Wednesday, August 4, 2010

Back on the 30 Days of Books Horse: Day Six

Yeah, we're settled enough that I feel comfortable starting this up (and hopefully finishing it this time) again! Also most of our books are now visible to me and not packed in boxes, so I can wander over and look if I can't decide what the name of something I'm interested in was.

Day 06 - Favorite book of your favorite series OR your favorite book of all time

Because we already answered the 'your favorite book' question, I'm going to go with 'your favorite book of your favorite series'.

I've already discussed my mad love for the Gears and their North America's Forgotten Past series. Indeed, today I may be buying their newest book since I realized the Greenville Barnes & Noble has it in, when our Carbondale store didn't.

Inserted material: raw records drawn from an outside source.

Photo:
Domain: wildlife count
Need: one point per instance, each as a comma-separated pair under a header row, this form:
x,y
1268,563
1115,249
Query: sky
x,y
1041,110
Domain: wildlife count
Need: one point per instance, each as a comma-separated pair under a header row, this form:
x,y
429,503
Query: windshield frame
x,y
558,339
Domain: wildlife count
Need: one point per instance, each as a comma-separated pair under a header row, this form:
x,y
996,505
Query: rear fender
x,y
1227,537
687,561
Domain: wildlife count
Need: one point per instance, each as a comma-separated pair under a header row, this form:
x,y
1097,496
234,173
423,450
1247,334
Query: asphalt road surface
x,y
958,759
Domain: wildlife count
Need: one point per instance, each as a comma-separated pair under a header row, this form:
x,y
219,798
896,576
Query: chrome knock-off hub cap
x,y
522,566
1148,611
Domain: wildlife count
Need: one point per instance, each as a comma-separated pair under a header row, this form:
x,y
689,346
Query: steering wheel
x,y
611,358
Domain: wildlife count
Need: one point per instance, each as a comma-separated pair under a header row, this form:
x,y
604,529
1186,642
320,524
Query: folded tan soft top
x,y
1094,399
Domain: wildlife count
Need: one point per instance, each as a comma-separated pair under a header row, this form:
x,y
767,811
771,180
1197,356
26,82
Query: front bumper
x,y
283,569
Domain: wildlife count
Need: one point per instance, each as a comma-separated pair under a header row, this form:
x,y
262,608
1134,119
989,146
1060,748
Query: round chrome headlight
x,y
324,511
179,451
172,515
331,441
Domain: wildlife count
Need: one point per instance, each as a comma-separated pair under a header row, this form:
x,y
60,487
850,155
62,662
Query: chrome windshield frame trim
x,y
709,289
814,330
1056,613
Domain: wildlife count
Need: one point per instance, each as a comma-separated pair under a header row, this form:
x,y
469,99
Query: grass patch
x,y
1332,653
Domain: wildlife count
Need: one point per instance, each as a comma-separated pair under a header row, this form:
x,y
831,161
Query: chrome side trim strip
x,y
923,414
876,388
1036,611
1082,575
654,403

Just remembered that the Greenville stores are our stores now.

Hee.

It's pretty hands-down my favorite series. So, my favorite book of this series...



People of the Fire.

The story starts off about a boy, Little Dancer, whose world is torn apart by essentially a mix of fate and the malicious, disease-like influence of his tribe's Dreamer (essentially, priest/shaman), who is a hollow man who uses his power over the people of the village to hold them in an iron fist, all while the famine grows deeper, the drought steals all the water, and the People are dying.

After a terrible tragedy befalls his mother at the hands of the Dreamer, the boy is given a choice: to right the wrongs the Dreamer has created (and become a man called Fire Dancer) or turn his back on Power and live in a more comfortable ignorance, but at least know he could have all those things he has always dreamed of: stability, a wife, perhaps children, a life not rent by constant acts of Power.

Of the whole series, I maintain that two of their earliest books are their best. This one, and People of the Wolf, the first book in the series, are still my favorites. People of the Fire is some of their best writing; the drama and worry and anxiety crackles in the pages, the people are fully fleshed out human beings, even the evil Dreamer Heavy Beaver has motivations and plans beyond actual evil, a fleshed-out history, and the sense that his story really did begin before the events of the book.

Little Dancer is a great main character, and we see him grow from boy to man in a wholly believable way. His character is deftly written. Tanager, a girl from a nearby tribe who also becomes very important, is one of my favorite characters of the series as well: defiant and fiery, she is known for her speed and ferocity in battle and is an incredible warrior. We see her grow from girl to woman in a way that made me want to cheer her on.

So, in a shorter entry than the last few (hey, I'll get back into my stride!), but at least I am getting this set up again!

Back in the saddle, as they say. The saddle of literature.

They...

they don't really say "back in the saddle of literature". I made it up.

I kind of want to call my collection of books "the saddle of literature" now, though.